Ms. Calcagni first says that the trial judge improperly excluded her expert’s, Mr. Trenge, testimony: . that the market value of properties in her neighborhood were in the range from $16,000 to $29,000; that it was his belief that figures appearing in the County’s assessment records under the heading “replacement value” actually show market value; and that it is his opinion that the application by the county assessors of a depreciation factor to replacement values to reach market value caused the fair market value of many properties in the neighborhood other than her own to be undervalued for assessment purposes. *42The hearing judge seems to have excluded Mr. Trenge’s opinion of values because the witness’s investigation consisted only of observations of the neighborhood from his automobile and for the further reason that the witness’s opinion was based in part at least upon a written appraisal not in the record prepared by another expert.

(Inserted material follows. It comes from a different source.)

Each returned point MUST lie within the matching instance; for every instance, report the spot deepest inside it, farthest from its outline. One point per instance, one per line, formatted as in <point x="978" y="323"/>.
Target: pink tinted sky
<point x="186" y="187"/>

With respect to the things in the assessment records about which Mr. Trenge was asked but not permitted to comment, we note that the records were in evidence, that they showed figures for replacement value and depreciation and, indeed, also for appraised value and assessed value. The county’s chief assessor testified at length on direct and cross-examination on all these subjects. Mr. Trenge’s opinion of what the records purported to show or what they should be interpreted as showing was not one to which his training as a real estate broker lent any special value. Whether to hear or exclude it was clearly for the judge. A trial judge’s rulings on the admissability or not of expert opinions will not be reversed on appeal except for clear error. New Castle Central Renewal Associates Appeal, 36 Pa. Commonwealth Ct. 584, 587, 389 A.2d 225, 227 (1978). There was none such here.

Further on this subject, Ms. Calcagni was not harmed by the judge’s rulings. The $16,000 to $29,000 range of values was testified to by the county’s expert, Mr. Jarrett, with the qualification that properties in the neighborhood were predominantly within this range although there were exceptions for properties worth as little as $9000; and, as we have said, the assessment records were in evidence.

On the merits, we agree with the court below that Ms. Calcagni did not carry her burden of proving that she was the victim of a non-uniform assessment. Her property at 218 East Fairview Street is one of a row *43of five townhouses erected in 1977. The County assessor assigned market values for these dwellings of between $22,500 and $22,880 and, pursuant to the county’s predetermined ratio of assessed to market value of 50%, assessed them from $11,130 to $11,450. Specifically, Ms. Calcagni’s property for which she paid $28,400 was given a market value of $22,250 and assessed at $11,130. She compares these figures not to those assigned to the other new townhouses but to those assigned to about 100 properties in the neighborhood, most of which bear market values of from $10,-000 to $16,000 and assessments from $5,000 to $7,000. She then points to Mr. Jarrett’s testimony that most of the homes in the neighborhood ranged in value of $16,000 to $29,000. Thus she says that it is demonstrated that the market value and assessment of her property is too high. This unacceptable condition, she argues, derives from the fact that the county assessor first computed the replacement value of properties and then to arrive at market value deducted an amount for depreciation factor based entirely on the age of the building. Unfortunately for the appellant the unrebutted evidence of record consisting of the chief assessor’s testimony was to the effect that included . within depreciation were considerations not only of the age of the building under study but the type and quality of construction, the condition of repair, the nature of the immediate neighborhood, the type and quality of other buildings in the vicinity, and the values of comparable properties.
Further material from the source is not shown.